Re: What if there's an expiration date? (was Re: Arbitrarily decide who benefits)

From: Nick Tarleton (nickptar@gmail.com)
Date: Mon Apr 28 2008 - 16:36:36 MDT


On Mon, Apr 28, 2008 at 1:37 PM, Tim Freeman <tim@fungible.com> wrote:
> Has anyone tried to formalize this? It doesn't make sense when I look
> at it closely. For example, my scheme [1] has an expiration date. It
> takes action to optimize its utility function at a specific time
> that's determined at the beginning, and when it's done, it's done. It
> might then have set up some mechanism to be run again with a different
> expiration date, or the humans might decide to start it again, or it
> or the humans might run something else.
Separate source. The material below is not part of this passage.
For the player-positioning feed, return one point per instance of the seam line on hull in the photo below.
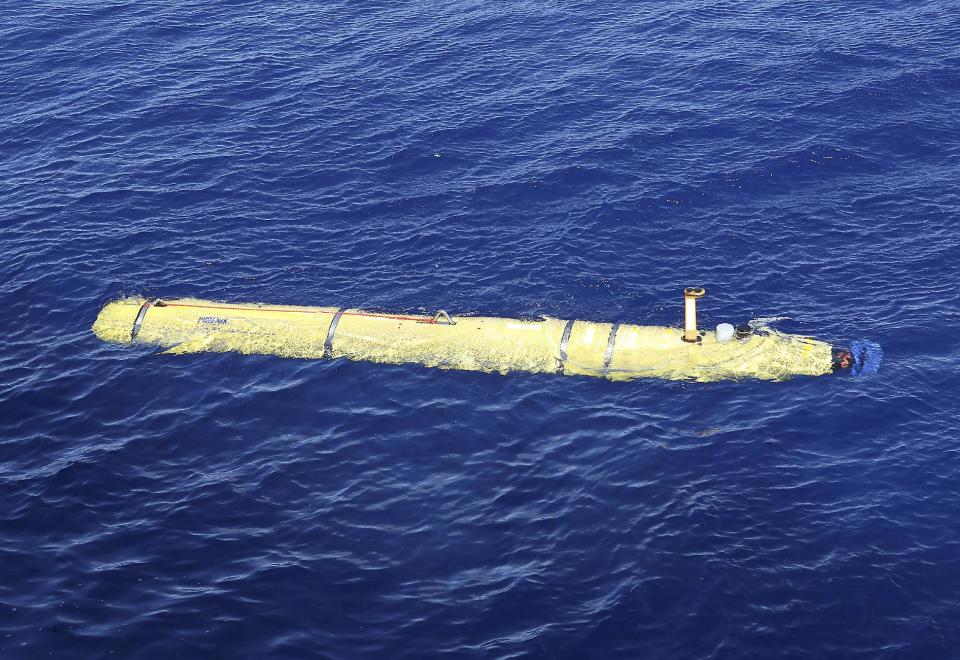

Any of these possibilities,
> if they happen, would be a natural consequence of the AI having put
> the world into the state it thinks best at the expiration date, not a
> continuation of the planning process it was doing before the
> expiration date.

So the AI will see no problem with doing something that destroys the
world a day after expiration, provided it's helpful now and humans
aren't aware of it (because the knowledge would make us suffer).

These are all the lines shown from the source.